Outro personagem concorrente é o Espírito da Época, a submissão ao efêmero, às ilusões em vigência. O Espírito da Época é a nossa limitação e por isso é importante. É a moeda corrente: quem usar outra pode ser apanhado como falsário. Com pespontos bem femininos anota VW: “a transação entre um escritor e o espírito da época é de infinita delicadeza, e a fortuna de suas obras depende de um bom arranjo entre os dois”. A vida interior é inenarrável: “Orlando estava tão quieta que se ouviria a queda de um alfinete. Quem dera que houvesse caído um alfinete. Sempre teria sido um pouco de vida”.

O livro brotou da contemplação meditativa de um retrato de Vita Sackville-West. Uma paródia aos mais acurados estudos biográficos da época. Contudo, é também autobiográfico, indisfarçavelmente nas páginas finais, até certo ponto autocomplacentes, mas dramáticas: “Se a heroína de nossa biografia não se decide nem a matar nem a querer, mas só a pensar e imaginar, podemos deduzir que não se trata de outra coisa além de um corpo morto e abandoná-la”.

Aqui se pode talvez detectar um dos veios neuróticos que levaram VW ao suicídio; se a pessoa simples luta contra a rejeição afetiva dos outros, a sensibilidade complexa costuma provocá-la ou inventá-la. Virginia amplificava eletronicamente as menores contrariedades. Mas Orlan­do deve ter sido também uma tentativa de recuperação da normalidade (?) feminina de VW, condenada a um encadeamento de raciocínios que a afastavam da espontaneidade a que, por ter nascido mulher, tinha direito.
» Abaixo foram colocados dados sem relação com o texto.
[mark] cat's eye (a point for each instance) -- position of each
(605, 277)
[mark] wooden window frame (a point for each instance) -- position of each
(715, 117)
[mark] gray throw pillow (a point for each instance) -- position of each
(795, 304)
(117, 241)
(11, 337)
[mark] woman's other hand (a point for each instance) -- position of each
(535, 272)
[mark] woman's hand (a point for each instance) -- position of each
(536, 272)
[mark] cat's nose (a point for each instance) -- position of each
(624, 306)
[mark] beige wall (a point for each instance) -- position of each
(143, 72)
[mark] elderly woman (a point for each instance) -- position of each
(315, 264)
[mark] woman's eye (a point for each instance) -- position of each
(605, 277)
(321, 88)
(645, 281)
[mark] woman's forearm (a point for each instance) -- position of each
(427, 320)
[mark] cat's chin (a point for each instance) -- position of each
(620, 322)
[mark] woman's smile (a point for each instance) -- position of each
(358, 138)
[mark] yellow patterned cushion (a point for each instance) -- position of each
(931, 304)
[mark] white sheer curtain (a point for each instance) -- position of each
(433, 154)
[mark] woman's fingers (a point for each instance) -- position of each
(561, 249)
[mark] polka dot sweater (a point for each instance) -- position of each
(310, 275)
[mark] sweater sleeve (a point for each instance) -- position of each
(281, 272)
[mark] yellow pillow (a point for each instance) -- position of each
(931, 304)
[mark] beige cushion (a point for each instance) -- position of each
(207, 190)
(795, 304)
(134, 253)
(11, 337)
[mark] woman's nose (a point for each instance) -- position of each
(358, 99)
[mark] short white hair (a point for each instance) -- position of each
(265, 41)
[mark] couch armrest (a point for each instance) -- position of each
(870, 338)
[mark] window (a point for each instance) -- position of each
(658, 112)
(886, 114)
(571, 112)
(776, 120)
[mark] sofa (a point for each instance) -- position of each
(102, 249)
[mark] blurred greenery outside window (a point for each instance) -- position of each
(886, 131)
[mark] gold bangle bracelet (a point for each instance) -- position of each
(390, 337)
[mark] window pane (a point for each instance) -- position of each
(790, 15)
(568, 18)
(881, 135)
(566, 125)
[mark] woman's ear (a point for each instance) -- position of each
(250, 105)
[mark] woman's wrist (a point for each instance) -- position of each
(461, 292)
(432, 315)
Pode-se ainda dizer que o personagem de Orlando é o próprio ritmo do livro. Ritmo de água. Na água encontraríamos as conotações mais sensíveis do simbolismo woolfiano. Um crítico chega a afirmar que a água é a substância do romance de VW e não um elemento decorativo. O trágico apelo das águas… Quem buscou a morte nas águas de um rio conquistou o direito de ter deixado em uma obra sutil essa frase banal. Orlando pode ser ainda um romance sobre a vida. Agora sou eu que me arrisco no foco da banalidade. Que é a vida? “A vida não é uma série de lanternas dispostas simetricamente, a vida é um halo luminoso, um invólucro meio transparente onde somos encerrados desde o nascimento de nossa consciência até a morte.” A tarefa do romancista — ela pergunta — não será exprimir esse espírito mutável, desconhecido e ilimitado, sejam quais forem as aberrações e complexidades que ele possa apresentar? Jamais conheci qualquer pessoa — diz Osbert Sitwell — com uma percepção mais sensível das menores sombras atiradas em torno dela. Depois de túneis e mais túneis, de crises e mais crises, depois de ter escrito nove romances, sete volumes de ensaios, duas biografas e 26 cadernos de um diário, em 1941 as sombras estreitam-se espessas em torno de Virginia Woolf. No mês de abril, dois meses depois da morte de Joyce, seu bastão e seu chapéu foram achados à margem de um rio. O corpo só foi encontrado semanas mais tarde. Deixou para o marido este bilhete: ‘‘Tenho a impressão de que vou ficar louca. Ouço vozes e não posso concentrar-me em meu trabalho. Lutei contra isso, mas não posso continuar lutando. Devote toda a felicidade de minha vida. Foste impecavelmente bom para mim. Não posso continuar estragando tua vida”.

[Texto publicado inicialmente em Diário da Tarde (Rio de Janeiro: Civilização Brasileira; Massao Ohno, 1981), a ser lançado pela Companhia das Letras.]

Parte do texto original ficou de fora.